Ibrahim never committed a single violent act; his only ‘crime’ was exercising his right to peaceful, free expression. Nevertheless, for the past four years, he has been detained in a series of grim Egyptian prisons, tortured by prison guards, and subjected to a chaotic mass trial of 494 people. Based on no evidence, Egypt has charged Ibrahim with violent crimes that carry the death penalty, and tried him alongside hundreds of adults – despite the fact that he was a juvenile when he was arrested.

Two days ago, the judge delayed Ibrahim’s trial for the 37th time in three years. This latest postponement came despite so-called assurances between our Prime Minister, Leo Varadkar, and the Egyptian President. Abdel Fattah el-Sisi had promised the Taoiseach that at this 37th hearing the trial would end, and that Ibrahim would soon be sent home to Ireland.

Today, Ibrahim remains in prison, facing a death sentence, as he has for the past four years.

Ibrahim has been through four years of hell, and his daily reality in prison is horrifying. Our ageing parents, at home in Dublin, are sick with worry for their only son. My sisters and I have lost the chance to see our baby brother grow up.

Ibrahim’s ordeal is far from rare. In recent years, Egyptian courts have consistently tried children as adults on charges that carry the death penalty, and have sentenced children to death. Hundreds of people have been tried simultaneously in other mass trials, a practise the UN has said “cannot possibly [meet] even the most basic requirements for a fair trial.” Egyptian police and prison guards are also famous for torturing and even ‘disappearing’ detainees.

Knowing all of this, it appalls me to know that the European Union and European governments – including the UK – are working closely with the Egyptian criminal justice system.

The human rights organisation Reprieve, which is supporting Ibrahim, has discovered that the EU is offering €10m in support, training and equipment for Egypt’s courts.
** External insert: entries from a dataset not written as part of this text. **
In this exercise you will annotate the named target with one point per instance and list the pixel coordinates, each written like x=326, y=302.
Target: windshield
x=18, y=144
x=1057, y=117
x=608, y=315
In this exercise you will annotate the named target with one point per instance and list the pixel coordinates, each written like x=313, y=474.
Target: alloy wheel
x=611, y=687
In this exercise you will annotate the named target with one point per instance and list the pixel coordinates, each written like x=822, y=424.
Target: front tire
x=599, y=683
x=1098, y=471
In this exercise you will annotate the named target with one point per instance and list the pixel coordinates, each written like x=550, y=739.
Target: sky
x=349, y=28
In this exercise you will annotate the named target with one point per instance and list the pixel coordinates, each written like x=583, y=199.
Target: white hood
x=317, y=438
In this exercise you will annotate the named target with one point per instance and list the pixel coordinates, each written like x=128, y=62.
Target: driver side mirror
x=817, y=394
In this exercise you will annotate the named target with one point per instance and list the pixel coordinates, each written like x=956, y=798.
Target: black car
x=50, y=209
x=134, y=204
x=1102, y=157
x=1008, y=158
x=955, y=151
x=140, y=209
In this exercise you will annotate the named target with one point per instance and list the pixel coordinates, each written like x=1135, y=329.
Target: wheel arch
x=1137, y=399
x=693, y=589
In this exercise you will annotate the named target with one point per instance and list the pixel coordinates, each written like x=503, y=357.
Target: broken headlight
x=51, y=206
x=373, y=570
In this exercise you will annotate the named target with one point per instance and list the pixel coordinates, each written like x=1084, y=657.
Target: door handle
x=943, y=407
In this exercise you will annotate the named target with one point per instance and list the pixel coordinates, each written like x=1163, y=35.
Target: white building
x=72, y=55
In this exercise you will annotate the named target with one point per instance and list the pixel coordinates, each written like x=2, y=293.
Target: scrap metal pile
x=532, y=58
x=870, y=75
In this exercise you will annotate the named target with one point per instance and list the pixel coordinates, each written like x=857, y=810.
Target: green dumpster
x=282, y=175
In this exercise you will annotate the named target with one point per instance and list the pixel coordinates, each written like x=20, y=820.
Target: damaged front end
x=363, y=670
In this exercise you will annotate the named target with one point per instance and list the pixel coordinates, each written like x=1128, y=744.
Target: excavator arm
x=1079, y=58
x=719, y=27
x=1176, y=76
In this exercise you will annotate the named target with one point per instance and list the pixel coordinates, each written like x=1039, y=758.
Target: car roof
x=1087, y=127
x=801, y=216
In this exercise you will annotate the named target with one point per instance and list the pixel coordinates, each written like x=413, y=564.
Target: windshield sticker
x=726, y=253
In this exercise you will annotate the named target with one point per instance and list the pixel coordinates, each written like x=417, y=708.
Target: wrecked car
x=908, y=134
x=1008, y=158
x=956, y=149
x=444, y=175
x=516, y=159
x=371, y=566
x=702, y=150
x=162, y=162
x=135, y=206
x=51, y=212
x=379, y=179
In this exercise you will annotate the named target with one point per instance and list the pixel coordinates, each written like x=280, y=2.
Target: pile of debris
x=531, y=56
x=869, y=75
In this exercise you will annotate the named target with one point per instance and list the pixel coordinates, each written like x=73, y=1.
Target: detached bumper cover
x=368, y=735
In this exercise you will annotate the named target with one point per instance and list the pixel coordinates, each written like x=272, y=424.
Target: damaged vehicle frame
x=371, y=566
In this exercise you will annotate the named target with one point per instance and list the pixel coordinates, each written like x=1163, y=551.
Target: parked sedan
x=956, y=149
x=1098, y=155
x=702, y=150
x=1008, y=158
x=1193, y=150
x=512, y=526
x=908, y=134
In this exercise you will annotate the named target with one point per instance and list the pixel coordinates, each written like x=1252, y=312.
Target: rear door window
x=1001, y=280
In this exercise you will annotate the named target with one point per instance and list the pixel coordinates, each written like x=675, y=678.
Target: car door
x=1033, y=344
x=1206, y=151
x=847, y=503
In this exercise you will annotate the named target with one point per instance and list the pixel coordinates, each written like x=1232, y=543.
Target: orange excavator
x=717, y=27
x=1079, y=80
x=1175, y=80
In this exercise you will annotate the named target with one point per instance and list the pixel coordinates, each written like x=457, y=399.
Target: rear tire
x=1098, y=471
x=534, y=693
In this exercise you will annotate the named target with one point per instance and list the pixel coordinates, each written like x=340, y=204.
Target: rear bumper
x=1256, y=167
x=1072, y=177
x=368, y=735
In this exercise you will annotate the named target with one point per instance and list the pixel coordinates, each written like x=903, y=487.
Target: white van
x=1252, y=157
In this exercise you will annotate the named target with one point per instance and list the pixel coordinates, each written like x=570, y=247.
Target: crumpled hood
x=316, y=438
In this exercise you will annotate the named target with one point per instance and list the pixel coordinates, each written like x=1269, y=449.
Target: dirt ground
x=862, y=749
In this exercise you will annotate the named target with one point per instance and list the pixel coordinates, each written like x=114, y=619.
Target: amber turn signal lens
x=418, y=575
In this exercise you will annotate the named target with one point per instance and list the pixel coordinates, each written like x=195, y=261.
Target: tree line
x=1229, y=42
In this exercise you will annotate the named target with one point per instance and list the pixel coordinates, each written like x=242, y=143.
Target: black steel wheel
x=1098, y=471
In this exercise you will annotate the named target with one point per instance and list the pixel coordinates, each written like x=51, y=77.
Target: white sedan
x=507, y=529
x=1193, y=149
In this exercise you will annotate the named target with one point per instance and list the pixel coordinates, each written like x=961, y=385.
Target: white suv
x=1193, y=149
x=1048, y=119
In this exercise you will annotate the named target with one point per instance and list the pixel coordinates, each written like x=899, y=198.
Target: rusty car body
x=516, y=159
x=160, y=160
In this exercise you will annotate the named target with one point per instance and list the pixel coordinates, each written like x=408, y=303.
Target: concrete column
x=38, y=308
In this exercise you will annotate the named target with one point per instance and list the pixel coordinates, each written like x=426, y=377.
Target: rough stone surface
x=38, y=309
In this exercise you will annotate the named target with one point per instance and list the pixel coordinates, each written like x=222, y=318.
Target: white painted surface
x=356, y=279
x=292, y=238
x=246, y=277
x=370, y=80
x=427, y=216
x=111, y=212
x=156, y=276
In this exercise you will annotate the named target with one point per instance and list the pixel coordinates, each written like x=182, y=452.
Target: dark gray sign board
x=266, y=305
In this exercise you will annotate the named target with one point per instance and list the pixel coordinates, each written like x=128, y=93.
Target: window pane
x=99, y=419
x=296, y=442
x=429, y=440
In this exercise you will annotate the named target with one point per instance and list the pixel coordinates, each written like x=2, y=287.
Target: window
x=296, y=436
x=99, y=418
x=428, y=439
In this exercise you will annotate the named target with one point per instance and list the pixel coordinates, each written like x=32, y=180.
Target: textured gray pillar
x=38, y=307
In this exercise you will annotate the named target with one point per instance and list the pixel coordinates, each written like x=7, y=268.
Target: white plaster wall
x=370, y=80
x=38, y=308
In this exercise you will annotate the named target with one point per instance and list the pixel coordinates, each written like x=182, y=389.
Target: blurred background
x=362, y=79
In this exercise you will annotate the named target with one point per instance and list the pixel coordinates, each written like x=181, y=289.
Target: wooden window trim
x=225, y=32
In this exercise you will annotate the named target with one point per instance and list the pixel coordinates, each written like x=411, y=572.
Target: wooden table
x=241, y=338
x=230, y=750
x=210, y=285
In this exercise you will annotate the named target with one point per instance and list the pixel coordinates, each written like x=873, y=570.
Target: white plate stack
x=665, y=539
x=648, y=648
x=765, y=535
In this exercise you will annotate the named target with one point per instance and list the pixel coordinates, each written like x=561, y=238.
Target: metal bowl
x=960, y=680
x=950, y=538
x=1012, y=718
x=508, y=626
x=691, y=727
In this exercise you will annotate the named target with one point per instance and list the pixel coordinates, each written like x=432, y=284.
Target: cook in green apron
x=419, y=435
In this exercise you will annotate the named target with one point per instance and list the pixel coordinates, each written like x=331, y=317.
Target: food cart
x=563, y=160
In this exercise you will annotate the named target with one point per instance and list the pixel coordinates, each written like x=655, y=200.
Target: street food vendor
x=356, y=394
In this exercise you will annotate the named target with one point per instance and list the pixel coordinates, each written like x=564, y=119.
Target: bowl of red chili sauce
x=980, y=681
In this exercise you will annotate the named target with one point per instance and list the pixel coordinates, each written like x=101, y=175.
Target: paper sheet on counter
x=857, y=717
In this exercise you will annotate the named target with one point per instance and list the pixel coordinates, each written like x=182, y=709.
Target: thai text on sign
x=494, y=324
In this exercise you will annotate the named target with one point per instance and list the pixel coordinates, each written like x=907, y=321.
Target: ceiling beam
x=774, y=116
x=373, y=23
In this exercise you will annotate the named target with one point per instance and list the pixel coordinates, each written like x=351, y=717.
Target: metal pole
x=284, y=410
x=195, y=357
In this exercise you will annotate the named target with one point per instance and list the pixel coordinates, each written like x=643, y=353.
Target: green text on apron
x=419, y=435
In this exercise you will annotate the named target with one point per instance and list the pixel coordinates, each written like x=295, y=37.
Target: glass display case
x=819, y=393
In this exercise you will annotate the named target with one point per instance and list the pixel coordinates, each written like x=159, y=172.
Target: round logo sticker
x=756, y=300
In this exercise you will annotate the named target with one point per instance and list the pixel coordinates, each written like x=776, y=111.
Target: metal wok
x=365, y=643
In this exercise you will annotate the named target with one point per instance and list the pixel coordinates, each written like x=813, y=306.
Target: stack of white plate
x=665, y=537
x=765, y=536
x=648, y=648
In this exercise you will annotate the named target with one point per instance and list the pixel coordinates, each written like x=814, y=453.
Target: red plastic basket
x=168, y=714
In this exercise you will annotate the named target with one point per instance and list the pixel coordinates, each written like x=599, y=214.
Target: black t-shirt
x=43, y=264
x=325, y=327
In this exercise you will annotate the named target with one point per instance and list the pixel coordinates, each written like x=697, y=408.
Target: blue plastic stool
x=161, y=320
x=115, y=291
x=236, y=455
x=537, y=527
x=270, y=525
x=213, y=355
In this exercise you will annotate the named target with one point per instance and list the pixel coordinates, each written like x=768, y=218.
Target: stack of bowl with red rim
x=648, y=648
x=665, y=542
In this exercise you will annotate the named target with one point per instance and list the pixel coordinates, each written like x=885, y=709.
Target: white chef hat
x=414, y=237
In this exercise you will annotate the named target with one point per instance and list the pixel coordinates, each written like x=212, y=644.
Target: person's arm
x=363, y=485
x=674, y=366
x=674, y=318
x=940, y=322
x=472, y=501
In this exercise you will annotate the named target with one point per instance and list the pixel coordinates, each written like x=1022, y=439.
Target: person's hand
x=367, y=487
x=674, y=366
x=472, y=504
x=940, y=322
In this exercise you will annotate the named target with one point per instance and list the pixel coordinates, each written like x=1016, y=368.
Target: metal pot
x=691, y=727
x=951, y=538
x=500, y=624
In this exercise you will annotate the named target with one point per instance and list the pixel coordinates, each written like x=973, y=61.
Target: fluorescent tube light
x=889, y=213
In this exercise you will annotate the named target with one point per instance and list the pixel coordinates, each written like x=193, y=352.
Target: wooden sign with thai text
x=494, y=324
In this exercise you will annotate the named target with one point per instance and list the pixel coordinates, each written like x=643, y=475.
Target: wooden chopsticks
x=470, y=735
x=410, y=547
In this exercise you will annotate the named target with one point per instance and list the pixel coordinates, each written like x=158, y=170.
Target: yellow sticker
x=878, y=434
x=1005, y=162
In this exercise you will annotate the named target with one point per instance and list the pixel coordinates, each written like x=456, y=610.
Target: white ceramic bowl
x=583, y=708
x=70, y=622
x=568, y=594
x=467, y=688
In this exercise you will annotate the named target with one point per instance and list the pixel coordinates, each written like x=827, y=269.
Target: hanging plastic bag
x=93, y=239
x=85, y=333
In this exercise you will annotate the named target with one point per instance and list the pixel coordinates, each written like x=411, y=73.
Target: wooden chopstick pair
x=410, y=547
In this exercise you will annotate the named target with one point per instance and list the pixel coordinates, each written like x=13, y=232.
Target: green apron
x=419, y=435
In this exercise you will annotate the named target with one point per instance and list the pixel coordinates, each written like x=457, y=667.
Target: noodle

As part of this EU project, a Northern Irish government body – Northern Ireland Cooperation Overseas (NI-CO) – has carried out refurbishments of juvenile courts in Egypt, supplying waterproof chairs for children to sit on during trials, benches for mass hearings, and steel bars for “secure waiting areas”.

I wrote to NI-CO more than eight months ago, asking them to reconsider their work, and requesting a meeting to discuss Ibrahim’s case. I am still waiting for their response.

Reprieve has also found that the UK government has provided nearly £2m in aid for security projects in Egypt, “including support for policing, the criminal justice system and the treatment of juvenile detainees.” The UK has refused to provide any details about these projects, including which arms of the Egyptian government are involved.

Apparently, none of this assistance has required Egypt to fulfil any conditions relating to improving human rights.

To be sure, the Egyptian criminal justice system needs reforming, and as a European, I support the idea that Europe should play a role in making Egypt more democratic. But it can’t be right that the EU and the UK are providing unconditional assistance to Egyptian institutions that sentence children to death, torture detainees, and try people – people like my brother – in unfair mass trials.

If the EU and UK want to assist Egypt’s judiciary and police, Egypt should first have to commit to specific human rights reforms: the immediate release of my brother, the transfer of all juveniles out of adult courts, and an end to mass trials. The EU, the UK and NI-CO should have required Egypt to take these simple steps from the beginning, and it shocks me that they did not do so. Without obtaining these commitments, the EU and the UK are granting Egypt a fig leaf, allowing it to pretend at reform while continuing to subject people like Ibrahim to human rights abuses.

My brother needs to come home to our family now, and Egypt must bring an end to its use of the death penalty against juveniles. The EU, the UK and NI-CO should now suspend their assistance to Egypt’s criminal justice system until Ibrahim is free, and until Egyptian children no longer face the gallows.